Back in November we started testing Spark on CentOS 7 and had run into a nasty issue where our nodes would appear to reboot and leave no core dump in /var/crash. This initially led me to believe that there might have been an issue involving hardware incompatibility or a power issue, it was the first time we had that combination of motherboard and CPU. We have also had a ton of issues with the Adaptec 7 series cards and them ejecting drives from the array under heavy I/O (a neat feature really), and sometimes the card hanging as well under high I/O. Strangely enough for that issue we found that disabling the write caching (specifically in front of SSDs) would stop the ejection of the drive. Still, not a great situation.
With all that information I approached the issue with a misguided idea of thinking it was a firmware issue - not without some well deserved doubts about the Adaptec controller from previous experiences. I updated the aacraid kernel module to the latest available, the controller firmware, the BIOS even and it appeared to be going well for a little while... then the crashes returned.

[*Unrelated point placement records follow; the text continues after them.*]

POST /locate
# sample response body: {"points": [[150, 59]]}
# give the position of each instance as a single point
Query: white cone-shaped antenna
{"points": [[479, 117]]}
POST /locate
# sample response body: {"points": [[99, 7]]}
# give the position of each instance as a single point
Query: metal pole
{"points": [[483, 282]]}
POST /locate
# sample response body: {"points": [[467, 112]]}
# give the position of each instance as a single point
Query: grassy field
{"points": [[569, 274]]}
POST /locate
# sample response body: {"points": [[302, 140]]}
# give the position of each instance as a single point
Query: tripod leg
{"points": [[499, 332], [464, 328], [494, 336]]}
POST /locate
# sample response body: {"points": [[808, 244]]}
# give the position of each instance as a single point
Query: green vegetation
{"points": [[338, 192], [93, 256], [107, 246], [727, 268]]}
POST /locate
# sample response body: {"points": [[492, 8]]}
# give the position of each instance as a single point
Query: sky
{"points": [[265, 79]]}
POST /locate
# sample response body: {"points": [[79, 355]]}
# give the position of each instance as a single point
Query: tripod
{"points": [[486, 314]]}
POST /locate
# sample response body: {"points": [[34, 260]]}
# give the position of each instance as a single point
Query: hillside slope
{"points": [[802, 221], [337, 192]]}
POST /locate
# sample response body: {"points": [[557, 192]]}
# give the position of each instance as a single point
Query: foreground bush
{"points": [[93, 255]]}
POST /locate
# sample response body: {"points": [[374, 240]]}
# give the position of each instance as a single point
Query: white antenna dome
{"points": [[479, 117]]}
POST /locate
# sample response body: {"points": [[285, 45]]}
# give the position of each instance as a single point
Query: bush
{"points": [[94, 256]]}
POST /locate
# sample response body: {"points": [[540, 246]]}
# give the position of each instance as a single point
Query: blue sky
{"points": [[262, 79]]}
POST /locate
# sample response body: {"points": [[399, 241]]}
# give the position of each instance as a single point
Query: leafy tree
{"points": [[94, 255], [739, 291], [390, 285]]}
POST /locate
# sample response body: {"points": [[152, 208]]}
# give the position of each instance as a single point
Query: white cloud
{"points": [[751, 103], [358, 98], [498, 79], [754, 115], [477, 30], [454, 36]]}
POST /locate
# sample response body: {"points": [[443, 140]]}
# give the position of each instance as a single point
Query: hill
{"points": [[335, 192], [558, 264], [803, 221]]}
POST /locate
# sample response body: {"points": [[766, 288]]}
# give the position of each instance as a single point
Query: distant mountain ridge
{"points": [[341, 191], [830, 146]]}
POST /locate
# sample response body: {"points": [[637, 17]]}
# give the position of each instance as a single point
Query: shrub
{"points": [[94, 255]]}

So at this point, I'm thinking its definitely not a RAID card issue. I remembered another CentOS 7 testing box had rebooted a week or two prior when under a light/medium workload. Maybe it could shed some light on the situation, if it captured a core dump. And sure enough it did (it had no RAID card), and there even was an upstream kernel fix for that issue (cfq-iosched: Fix wrong children_weight calculation). It appeared as though my investigation had come to a close, so I backported the fix to the latest CentOS 7 kernel that was available and asked everyone testing the cluster by shoving as many jobs down its throat as possible - the cluster smiled happily for a few hours so I went for a coffee, and then... more failures.

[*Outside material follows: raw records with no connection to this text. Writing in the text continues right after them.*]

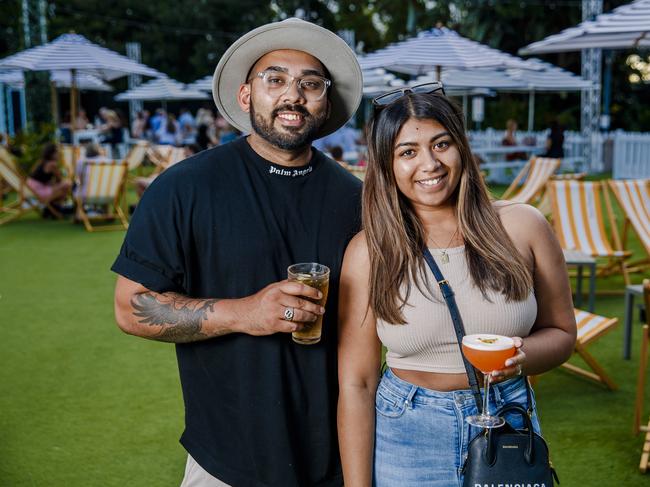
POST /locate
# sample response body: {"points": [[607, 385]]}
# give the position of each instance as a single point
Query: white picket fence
{"points": [[631, 159], [628, 152]]}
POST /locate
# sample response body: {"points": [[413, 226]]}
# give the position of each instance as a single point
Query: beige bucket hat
{"points": [[347, 82]]}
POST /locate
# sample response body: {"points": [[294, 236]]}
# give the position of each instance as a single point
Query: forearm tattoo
{"points": [[180, 318]]}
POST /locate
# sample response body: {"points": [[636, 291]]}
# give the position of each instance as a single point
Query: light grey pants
{"points": [[195, 476]]}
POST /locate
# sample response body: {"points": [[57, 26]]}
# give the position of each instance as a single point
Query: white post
{"points": [[3, 113], [531, 110]]}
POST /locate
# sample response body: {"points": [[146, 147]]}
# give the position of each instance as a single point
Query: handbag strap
{"points": [[448, 294]]}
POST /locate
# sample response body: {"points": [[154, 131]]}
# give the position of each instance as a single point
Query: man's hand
{"points": [[263, 313]]}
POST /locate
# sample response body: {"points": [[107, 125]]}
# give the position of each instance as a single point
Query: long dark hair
{"points": [[395, 234]]}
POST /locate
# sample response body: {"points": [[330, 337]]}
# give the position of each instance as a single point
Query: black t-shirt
{"points": [[259, 411], [41, 176]]}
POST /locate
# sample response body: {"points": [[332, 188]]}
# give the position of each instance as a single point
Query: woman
{"points": [[510, 140], [504, 264], [46, 180], [555, 141]]}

Finally, I decided to start looking into the aacraid module and kdump. I added aacraid to the extra_modules section in /etc/kdump.conf and added the root disk's UUID for good measure, then issued a panic hoping that the issue might have been a simple misconfiguration of kdump (something I should have tried from the beginning), alas it could not find the disk (and RAID controller) so I set it to default to a shell and tried again. Once in the shell I checked dmesg for aacraid messages, the driver loads but there is no output from the driver saying it found drives or a controller for that matter, and eventually fails after a long timeout with:
AAC0: adapter kernel failed to start, init status = 0
It was time to start digging deeper, I looked through the changelogs for the EL7 kernel for anything involving the aacraid module. Turns out there have been multiple patches and bugfixes over the past couple years for aacraid not playing well with the reset_devices boot flag. At this point I thought "What the hell, why not just remove it and see what happens", I removed the reset_devices from the KDUMP_COMMANDLINE_APPEND variable in /etc/sysconfig/kdump, restarted the kdump service (which rebuilt the boot image), and issued another panic.
This time.... SUCCESS! The drive was mounted and the dump began.
After all that extra work I gave myself (through misdiagnosis), it was the removal of 13 characters from one file that will enable me to see what is causing this box to panic - and almost forced us back to using CentOS 6.
As an aside, the issue really is with these RAID cards. After much more investigation and a ton of late nights with Pagerduty and I becoming the best of friends, we were getting nowhere. The RAID card would not only eject drives but actually become unavailable and bring the entire box down.
We reprovisioned with LSI cards and the nodes haven't had an issue since.